Finally, we evaluated whether the Aurora-B-mediated phosphorylation of H2B-Ser32 is essential for H2B midbody recruitment. HeLa cells were transfected with a GFP-tagged wild-type H2B or with a non-phosphorylatable GFP-H2B-S32A mutant form. Similarly to wild-type H2B, the non-phosphorylatable H2B-S32A was present in telophase and midbody extracts (Fig. 4d). To exclude a possible contribution from contaminating nucleosomes, immunoblots were reacted with anti-p-Histone H2B-S14 Ab that, in the absence of apoptosis, specifically detects midbody-localized H2B [19] (Supplementary Figure S3d). Also in this condition, the H2B-S32A mutant was detected at midbody (Fig. 4e) indicating that S32 phosphorylation is dispensable for H2B recruitment.
Taken together, these data indicate that Aurora-B phosphorylates H2B at Ser32 and H2B-Ser32P detection in mitosis follows Aurora-B and persists throughout cytokinesis. However, these data also indicate that additional Aurora-B-dependent event/s, besides phosphorylation on S32, are required for H2B recruitment.

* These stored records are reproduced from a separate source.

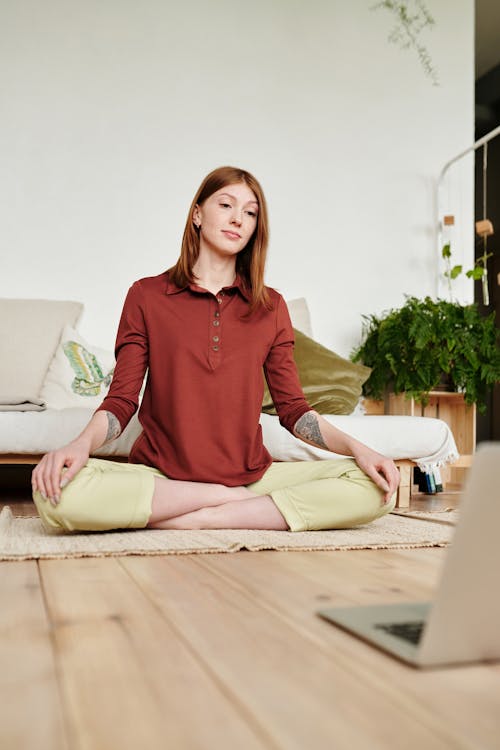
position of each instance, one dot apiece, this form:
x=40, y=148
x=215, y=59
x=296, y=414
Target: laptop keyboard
x=408, y=631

HIPK2 is recruited to midbody via Aurora-B-regulated central spindle components
To get clues on the mechanism of Aurora-B-dependent recruitment of HIPK2 to midbody, we compared the subcellular distribution of HIPK2 full-length (FL) with a series of tag-HIPK2 mutants. Together with HIPK2 deletion forms, we tested a few point mutants including the tumor-associated N958I and R868W mutants, which have been shown to possess a reduced p53 activation capacity [35], the kinase-defective K228R [36, 37], the sumoylation-resistant K32A [38], the ubiquitylation-resistant K1189R [39], and the non-acetylatable K835R [40]. These experiments show that only the region encompassing amino acids 846–1002 of HIPK2, including the speckle retention signal (SRS), is necessary for midbody localization. In contrast, all the other mutants containing this region retain the capacity to localize at midbody (Fig. 5a), although its structure was slight altered (long, stretched bridges) by overexpression of each HIPK2-carrying vector, suggesting a mild toxic effect independent of the type of mutation.

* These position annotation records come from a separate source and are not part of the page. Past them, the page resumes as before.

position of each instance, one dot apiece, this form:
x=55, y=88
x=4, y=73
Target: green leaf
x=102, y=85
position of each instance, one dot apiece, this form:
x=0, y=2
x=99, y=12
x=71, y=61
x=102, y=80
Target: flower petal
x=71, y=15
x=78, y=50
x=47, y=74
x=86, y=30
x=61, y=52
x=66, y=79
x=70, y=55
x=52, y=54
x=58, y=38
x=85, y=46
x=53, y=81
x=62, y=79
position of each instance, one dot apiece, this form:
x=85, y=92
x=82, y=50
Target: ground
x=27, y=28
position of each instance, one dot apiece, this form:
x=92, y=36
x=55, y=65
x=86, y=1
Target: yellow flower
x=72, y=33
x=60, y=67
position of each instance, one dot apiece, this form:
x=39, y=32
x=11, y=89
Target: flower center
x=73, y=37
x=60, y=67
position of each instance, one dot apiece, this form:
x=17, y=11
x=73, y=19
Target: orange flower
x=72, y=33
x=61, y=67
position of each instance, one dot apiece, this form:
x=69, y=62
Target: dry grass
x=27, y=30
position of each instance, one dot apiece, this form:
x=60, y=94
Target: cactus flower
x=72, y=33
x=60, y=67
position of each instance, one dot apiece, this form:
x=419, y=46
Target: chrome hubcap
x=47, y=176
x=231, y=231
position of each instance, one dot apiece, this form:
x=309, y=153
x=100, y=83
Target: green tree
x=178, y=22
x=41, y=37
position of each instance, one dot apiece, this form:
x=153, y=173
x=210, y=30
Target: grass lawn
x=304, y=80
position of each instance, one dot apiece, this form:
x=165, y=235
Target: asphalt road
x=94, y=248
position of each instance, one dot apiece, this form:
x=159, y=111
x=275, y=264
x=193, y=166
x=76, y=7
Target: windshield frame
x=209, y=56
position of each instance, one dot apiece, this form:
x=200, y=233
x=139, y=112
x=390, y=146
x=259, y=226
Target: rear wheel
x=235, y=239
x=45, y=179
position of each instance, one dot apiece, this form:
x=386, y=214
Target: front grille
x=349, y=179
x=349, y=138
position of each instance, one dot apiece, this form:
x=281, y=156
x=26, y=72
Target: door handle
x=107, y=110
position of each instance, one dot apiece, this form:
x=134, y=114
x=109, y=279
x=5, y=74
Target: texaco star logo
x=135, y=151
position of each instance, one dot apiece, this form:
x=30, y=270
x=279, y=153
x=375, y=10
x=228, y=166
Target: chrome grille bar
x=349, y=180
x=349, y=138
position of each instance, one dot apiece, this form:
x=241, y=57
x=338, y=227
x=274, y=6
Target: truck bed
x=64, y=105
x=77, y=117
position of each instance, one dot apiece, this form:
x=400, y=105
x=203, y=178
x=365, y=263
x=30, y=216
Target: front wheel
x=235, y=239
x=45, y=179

The SRS region of HIPK2 is required for the physical interactions with many of its targets; [23] thus, we looked for cytokinesis factors that might interact with HIPK2. In order to enrich for cytokinesis factors, total cell extracts (TCEs) were obtained from telophase-synchronized HeLa cells and employed in GST-pull-down assay using purified GST-HIPK2(FL) (Fig. 5b). Such experiment confirmed that Aurora-B does not interact with HIPK2 (Fig. 5c, upper lane). In addition, we observed that abscission proteins (e.g., CEP55, TSG101, ALIX) that reach the midbody later in cytokinesis do not interact with HIPK2 (Fig. 5c, lower lanes). In contrast, MgcRacGAP and PRC1, two key factors in central spindle assembly [13, 14], are reproducibly present in the GST-HIPK2(FL) pull-downs (Fig. 5c, middle lanes) but not in the control GST.
Interestingly, Aurora-B indirectly regulates MgcRacGAP and PRC1 recruitment via their kinesin partners [14, 15]. However, depletion of MgcRacGAP or PRC1, or inhibition of their interaction, has been shown to deeply affect midbody formation [41, 42]. Therefore, to unveil a possible role of MgcRacGAP and/or PRC1 in the midbody recruitment of HIPK2, we followed indirect approaches.

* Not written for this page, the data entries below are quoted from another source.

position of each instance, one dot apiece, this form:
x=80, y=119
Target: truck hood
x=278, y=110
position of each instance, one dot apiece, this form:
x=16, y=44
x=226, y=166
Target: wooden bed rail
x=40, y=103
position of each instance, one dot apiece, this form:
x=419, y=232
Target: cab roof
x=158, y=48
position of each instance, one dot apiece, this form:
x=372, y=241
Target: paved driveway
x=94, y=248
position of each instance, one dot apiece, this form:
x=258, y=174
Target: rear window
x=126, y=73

First, we asked whether the HIPK2 region involved in midbody localization is also required for binding to central spindle proteins. As shown by GST-pull-down assays (Fig. 5d), the HIPK2 deletion mutant (1–845), lacking the C-terminal region necessary for midbody recruitment, is actually unable to bind MgcRacGAP and PRC1, suggesting a relationship between midbody localization and interaction with these central spindle factors.
Second, we assessed whether HIPK2 colocalizes with MgcRacGAP and PRC1 at midbody. Double IF analyses of early and late telophase showed that HIPK2 partially colocalize with the two central spindle factors (Supplementary Figure S4).
Third, we asked whether the Hesperadin-induced inhibition of HIPK2 midbody recruitment is also associated with inhibition of MgcRacGAP and PRC1 midbody localization. As shown in Fig. 5e, in the presence of Hesperadin the midbody localization of MgcRacGAP is strongly impaired and that of PRC1 is significantly affected, further supporting a correlation among these events. Thus, we evaluated whether the inhibition of HIPK2 midbody localization is consequent to or concomitant with that of MgcRacGAP and/or PRC1. To this aim, we assessed the midbody localization of the central spindle components upon HIPK2-specific RNA interference. As expected, HIPK2 depletion inhibits H2B-S14P at midbody. However, we could not observe any alteration in the localization of MgcRacGAP, PRC1, and Aurora-B (Fig. 5f), indicating that HIPK2 recruitment temporally follows that of central spindle factors.
Taken together, these results suggest that Aurora-B indirectly recruits HIPK2 to the midbody through MgcRacGAP and PRC1.
Impairment of Aurora-B-mediated activities on HIPK2 and H2B induces cytokinesis failure
We previously reported that HIPK2 depletion results in the loss of H2B-S14P at midbody and in the accumulation of binucleated cells due to cytokinesis failure [19]. Analogous readouts are induced by Aurora-B inactivation [43]. Therefore, we asked whether the impairment of Aurora-B-mediated activities on HIPK2 and/or H2B might induce cytokinesis failure.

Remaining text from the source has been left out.